A third test of Andrew Speaker's sputum -- a mixture of saliva and phlegm -- turned up negative for the presence of TB bacteria, confirming the results of earlier tests at National Jewish Medical and Research Center.

Normally, TB patients with three negative sputum tests who have undergone at least two weeks of treatment are allowed to leave their isolation rooms briefly as long as they wear a mask. Additional precautions are advised for patients, like Speaker, with drug-resistant strains of the disease.

If his drug regimen is established and if he wears a face mask, Speaker could be allowed outside on hospital grounds with an escort as early as next week, said Dr. Charles Daley at a news conference.
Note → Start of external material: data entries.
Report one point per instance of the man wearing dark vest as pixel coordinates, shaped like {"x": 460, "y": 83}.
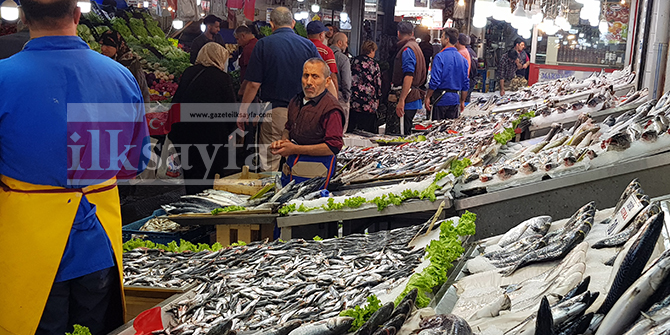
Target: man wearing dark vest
{"x": 409, "y": 72}
{"x": 313, "y": 134}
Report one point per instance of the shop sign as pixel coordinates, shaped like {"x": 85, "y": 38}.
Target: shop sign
{"x": 627, "y": 212}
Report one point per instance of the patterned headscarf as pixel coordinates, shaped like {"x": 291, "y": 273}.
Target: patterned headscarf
{"x": 123, "y": 53}
{"x": 213, "y": 54}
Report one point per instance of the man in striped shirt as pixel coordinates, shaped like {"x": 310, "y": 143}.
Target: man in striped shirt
{"x": 316, "y": 32}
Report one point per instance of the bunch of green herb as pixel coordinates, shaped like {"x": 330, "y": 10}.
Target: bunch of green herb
{"x": 362, "y": 315}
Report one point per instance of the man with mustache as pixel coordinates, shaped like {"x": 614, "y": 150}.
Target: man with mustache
{"x": 313, "y": 133}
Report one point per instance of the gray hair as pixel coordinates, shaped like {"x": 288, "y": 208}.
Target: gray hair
{"x": 281, "y": 17}
{"x": 324, "y": 65}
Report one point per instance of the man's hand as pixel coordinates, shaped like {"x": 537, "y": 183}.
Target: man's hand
{"x": 242, "y": 117}
{"x": 284, "y": 148}
{"x": 400, "y": 108}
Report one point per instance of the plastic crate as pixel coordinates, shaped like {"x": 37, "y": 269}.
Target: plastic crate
{"x": 200, "y": 234}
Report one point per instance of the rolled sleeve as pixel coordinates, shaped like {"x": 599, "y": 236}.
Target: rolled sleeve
{"x": 435, "y": 74}
{"x": 408, "y": 62}
{"x": 332, "y": 123}
{"x": 254, "y": 70}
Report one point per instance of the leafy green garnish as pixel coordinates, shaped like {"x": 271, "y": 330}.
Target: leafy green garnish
{"x": 174, "y": 247}
{"x": 441, "y": 253}
{"x": 80, "y": 330}
{"x": 228, "y": 209}
{"x": 361, "y": 315}
{"x": 458, "y": 167}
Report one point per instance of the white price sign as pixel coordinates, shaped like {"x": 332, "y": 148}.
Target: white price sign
{"x": 627, "y": 212}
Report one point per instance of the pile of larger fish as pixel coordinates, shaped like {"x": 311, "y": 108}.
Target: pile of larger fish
{"x": 585, "y": 145}
{"x": 263, "y": 285}
{"x": 446, "y": 140}
{"x": 550, "y": 90}
{"x": 635, "y": 300}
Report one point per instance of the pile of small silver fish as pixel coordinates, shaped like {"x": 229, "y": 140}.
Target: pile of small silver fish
{"x": 446, "y": 140}
{"x": 161, "y": 225}
{"x": 261, "y": 285}
{"x": 533, "y": 243}
{"x": 207, "y": 201}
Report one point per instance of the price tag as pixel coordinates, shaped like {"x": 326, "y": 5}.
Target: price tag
{"x": 628, "y": 211}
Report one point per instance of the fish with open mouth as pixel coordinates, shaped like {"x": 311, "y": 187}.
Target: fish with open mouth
{"x": 617, "y": 142}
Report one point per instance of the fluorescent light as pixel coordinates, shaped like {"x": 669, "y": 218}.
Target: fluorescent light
{"x": 85, "y": 6}
{"x": 10, "y": 11}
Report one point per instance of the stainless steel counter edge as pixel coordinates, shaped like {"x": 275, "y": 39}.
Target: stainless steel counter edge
{"x": 334, "y": 216}
{"x": 574, "y": 179}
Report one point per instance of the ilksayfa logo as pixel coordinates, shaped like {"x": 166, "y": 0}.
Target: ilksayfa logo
{"x": 105, "y": 141}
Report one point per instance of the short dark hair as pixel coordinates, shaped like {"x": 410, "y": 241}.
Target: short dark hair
{"x": 368, "y": 47}
{"x": 242, "y": 30}
{"x": 451, "y": 34}
{"x": 405, "y": 28}
{"x": 512, "y": 54}
{"x": 463, "y": 39}
{"x": 48, "y": 14}
{"x": 211, "y": 19}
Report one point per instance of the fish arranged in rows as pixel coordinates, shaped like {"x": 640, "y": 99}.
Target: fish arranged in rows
{"x": 209, "y": 200}
{"x": 550, "y": 90}
{"x": 530, "y": 243}
{"x": 445, "y": 141}
{"x": 265, "y": 285}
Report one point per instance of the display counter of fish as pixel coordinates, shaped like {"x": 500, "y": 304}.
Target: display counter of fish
{"x": 262, "y": 285}
{"x": 586, "y": 145}
{"x": 209, "y": 200}
{"x": 559, "y": 89}
{"x": 446, "y": 140}
{"x": 548, "y": 113}
{"x": 574, "y": 296}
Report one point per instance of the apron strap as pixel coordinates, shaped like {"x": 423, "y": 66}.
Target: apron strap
{"x": 6, "y": 188}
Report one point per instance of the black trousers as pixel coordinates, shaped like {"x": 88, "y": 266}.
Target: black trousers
{"x": 93, "y": 300}
{"x": 445, "y": 112}
{"x": 409, "y": 116}
{"x": 362, "y": 121}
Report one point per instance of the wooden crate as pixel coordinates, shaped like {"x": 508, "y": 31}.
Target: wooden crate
{"x": 227, "y": 234}
{"x": 141, "y": 298}
{"x": 244, "y": 182}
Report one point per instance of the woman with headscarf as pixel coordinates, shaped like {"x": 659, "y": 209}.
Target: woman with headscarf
{"x": 205, "y": 82}
{"x": 114, "y": 46}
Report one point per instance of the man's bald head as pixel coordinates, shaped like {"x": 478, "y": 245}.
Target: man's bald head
{"x": 281, "y": 17}
{"x": 339, "y": 37}
{"x": 50, "y": 14}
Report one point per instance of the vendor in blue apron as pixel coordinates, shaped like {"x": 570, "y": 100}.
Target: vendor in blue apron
{"x": 313, "y": 133}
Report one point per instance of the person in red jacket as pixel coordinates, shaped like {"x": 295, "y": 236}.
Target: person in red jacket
{"x": 313, "y": 134}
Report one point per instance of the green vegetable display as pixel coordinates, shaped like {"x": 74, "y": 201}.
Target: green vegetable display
{"x": 174, "y": 247}
{"x": 382, "y": 202}
{"x": 228, "y": 209}
{"x": 137, "y": 26}
{"x": 80, "y": 330}
{"x": 361, "y": 315}
{"x": 441, "y": 253}
{"x": 119, "y": 25}
{"x": 458, "y": 167}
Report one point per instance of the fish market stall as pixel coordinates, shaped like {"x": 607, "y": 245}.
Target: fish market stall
{"x": 260, "y": 286}
{"x": 595, "y": 272}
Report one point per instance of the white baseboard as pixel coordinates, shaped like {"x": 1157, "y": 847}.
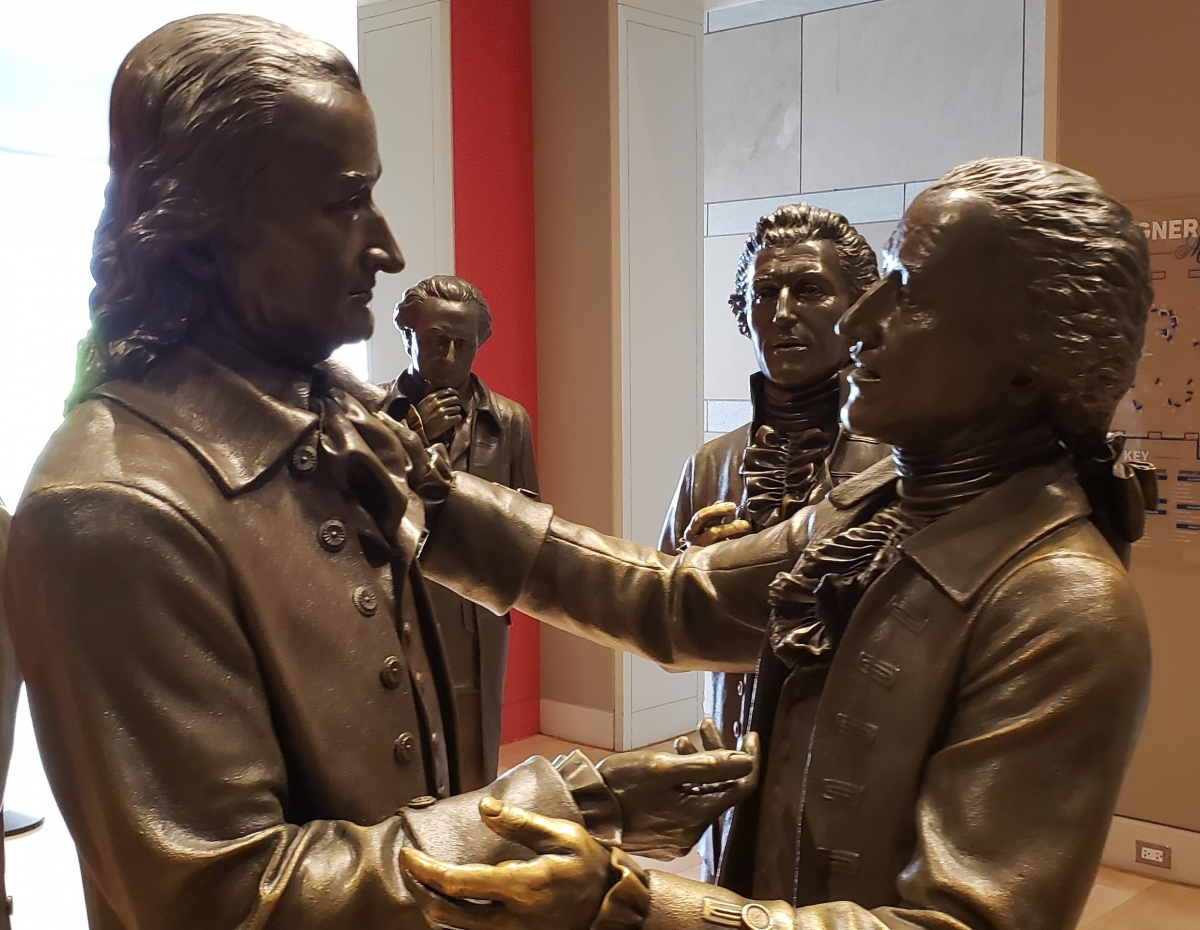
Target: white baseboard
{"x": 1185, "y": 845}
{"x": 577, "y": 724}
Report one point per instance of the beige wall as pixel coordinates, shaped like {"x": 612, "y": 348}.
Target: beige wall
{"x": 575, "y": 227}
{"x": 1121, "y": 106}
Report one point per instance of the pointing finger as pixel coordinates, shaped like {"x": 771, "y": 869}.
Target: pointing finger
{"x": 709, "y": 736}
{"x": 541, "y": 834}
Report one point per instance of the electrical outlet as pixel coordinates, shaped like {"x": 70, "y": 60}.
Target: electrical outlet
{"x": 1152, "y": 853}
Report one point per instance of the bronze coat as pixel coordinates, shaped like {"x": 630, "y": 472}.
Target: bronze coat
{"x": 217, "y": 715}
{"x": 712, "y": 474}
{"x": 10, "y": 695}
{"x": 972, "y": 735}
{"x": 502, "y": 451}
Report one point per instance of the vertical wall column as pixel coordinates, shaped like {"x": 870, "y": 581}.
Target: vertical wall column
{"x": 492, "y": 81}
{"x": 618, "y": 234}
{"x": 405, "y": 64}
{"x": 450, "y": 87}
{"x": 660, "y": 199}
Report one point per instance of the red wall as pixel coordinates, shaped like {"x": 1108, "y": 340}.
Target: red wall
{"x": 491, "y": 59}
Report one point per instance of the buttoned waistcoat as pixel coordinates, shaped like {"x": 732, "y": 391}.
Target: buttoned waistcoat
{"x": 973, "y": 731}
{"x": 226, "y": 665}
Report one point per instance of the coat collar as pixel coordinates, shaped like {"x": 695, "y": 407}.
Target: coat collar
{"x": 239, "y": 415}
{"x": 964, "y": 550}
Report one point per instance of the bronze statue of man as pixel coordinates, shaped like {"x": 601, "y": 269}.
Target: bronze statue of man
{"x": 444, "y": 322}
{"x": 953, "y": 661}
{"x": 239, "y": 689}
{"x": 801, "y": 270}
"I think it's important for people's treatment ... to get outside," Daley said.

However, given the attention Speaker's case has attracted, Daley said it's possible hospital officials or Speaker himself could decide against outside walks to protect his privacy.

Doctors could decide as early as this week whether Speaker should undergo surgery to remove infected tissue, Daley said.

Doctors are hopeful Speaker's tuberculosis can be cured because it is not widespread, he is otherwise healthy and young, and National Jewish has extensive experience treating drug-resistant infections with a combination of drugs and surgery.

Speaker, 31, originally was found to have multidrug-resistant TB, which can withstand two mainline drugs used to treat tuberculosis. While he was in Europe on his honeymoon last month, tests revealed he had extensive drug-resistant tuberculosis, or XDR-TB, which can withstand more drugs.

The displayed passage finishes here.